New Report Seeks Repeal, Re-enactment of Cybercrime Act 2015

New Report Seeks Repeal, Re-enactment of Cybercrime Act 2015

By Emma Okonji

A new report that explores the state of digital rights and privacy in Nigeria that was launched by Paradigm Initiative, a Pan-African Digital Rights and Inclusion organisation, is seeking for the repeal and re-enactment of the Cybercrime Act 2015, among others.

The report, which was launched during a recent civil society webinar on Nigeria’s draft data protection bill focused on Nigeria’s political and policy environment as well as practices around digital rights and privacy.

Aside recommending the repealing and re-enactment of the Cybercrimes Act 2015, the report also recommended the passage of the digital rights and freedom bill and the data protection bill, in order to raise public awareness of citizens on data protection.
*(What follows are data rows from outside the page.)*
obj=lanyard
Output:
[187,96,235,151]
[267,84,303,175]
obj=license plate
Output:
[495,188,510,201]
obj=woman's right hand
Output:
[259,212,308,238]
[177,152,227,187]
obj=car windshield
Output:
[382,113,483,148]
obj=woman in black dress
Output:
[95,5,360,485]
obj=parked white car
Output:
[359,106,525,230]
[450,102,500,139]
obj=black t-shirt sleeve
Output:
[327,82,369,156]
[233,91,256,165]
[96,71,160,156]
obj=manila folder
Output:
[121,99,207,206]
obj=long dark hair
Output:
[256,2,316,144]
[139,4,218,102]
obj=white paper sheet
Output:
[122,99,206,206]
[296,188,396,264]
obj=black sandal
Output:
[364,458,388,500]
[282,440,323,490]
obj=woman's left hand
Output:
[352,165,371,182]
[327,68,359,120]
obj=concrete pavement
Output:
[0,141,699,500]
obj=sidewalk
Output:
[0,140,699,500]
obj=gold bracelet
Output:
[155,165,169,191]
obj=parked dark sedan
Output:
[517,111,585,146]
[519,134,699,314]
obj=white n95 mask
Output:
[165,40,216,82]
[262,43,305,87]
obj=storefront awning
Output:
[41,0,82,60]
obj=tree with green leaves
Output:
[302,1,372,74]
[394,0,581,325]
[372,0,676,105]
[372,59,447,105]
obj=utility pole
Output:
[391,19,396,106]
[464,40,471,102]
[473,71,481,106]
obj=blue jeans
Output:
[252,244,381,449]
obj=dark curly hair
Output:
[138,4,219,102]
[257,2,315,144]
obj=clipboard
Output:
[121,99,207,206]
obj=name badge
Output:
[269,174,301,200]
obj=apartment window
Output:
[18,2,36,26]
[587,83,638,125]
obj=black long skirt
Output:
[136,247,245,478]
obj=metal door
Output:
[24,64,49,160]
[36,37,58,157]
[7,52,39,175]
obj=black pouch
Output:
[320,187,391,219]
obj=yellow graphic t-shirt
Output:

It also recommended a review of certain regulations by Nigerian Communications Commission (NCC), to include judicial and public accountability in order to address the potential for abuse and abuses occasioned by the politics of regime preservation.

Since the Cybercrime Act was passed by former President Goodluck Jonathan at the time he was leaving office in 2015, there had been agitations from different quarters of the country, calling for the repeal and review of the Act, which according to them, “is punitive rather than corrective.”

Before the enactment of the Cybercrime (Prohibition, Prevention etc) Act 2015 the Advanced Fee Fraud and Other related offences Act, 1995, Economic and Financial Crimes Commission Act, 2004 and the Money Laundering (Prohibition) Act 2011 regulated cybercrimes in Nigeria, however these Acts were inadequate to regulate cybercrimes and this raised an urgent need for the enactment of a Cybercrime Law.

Section 5 to Section 36 of the Cybercrime Act, contains offences punishable under the Act and penalties in respect of the offences. Section 5 of the Act prescribes the punishment for a person who commits an offence contrary to the critical national information infrastructure. Such person would be liable under to 10 years imprisonment. If the act causes bodily harm to any person, 15 years imprisonment, if the act causes death to another, life imprisonment.

Section 6 of the Act criminalizes unlawful access to a computer. Section 6(1) provides that any person who without authorization, intentionally accesses in whole or in part a computer system or network for fraudulent purposes and obtain data that are vital to national security commits an offence and would be liable to five years imprisonment or fine not less than N5,000,000 or both. If the person has an intent to obtain computer data, the punishment is seven years.

Some of the agitations were that the penalties for some offenses were harsh and could stifle business growth, while the fines were not commensurable with the offenses.

While analysing the report and the webinar, Senior Program Manager at Paradigm Initiative, Adeboye Adegoke, said: “Given the work that we do, part of our advocacy objectives is to ensure that the development of digital policy receives quality inputs from us. Our focus is clear in this regard; rights, inclusion, and innovation. We will advocate against draft legislation/policy that seeks to limit rights, stifle innovation or widen access gaps and we will support those who seek to promote access, rights, and innovation.”

The Chief Operating Officer at Paradigm Initiative, Nnenna Paul-Ugochukwu in her remarks recognised that PIN represents a lot of other voices within the civil society space and this explains why the webinar and the report launch were held together, to present the organisation’s research output and to capture the views of other civil society organisations in its submission to the federal government on the draft data protection bill.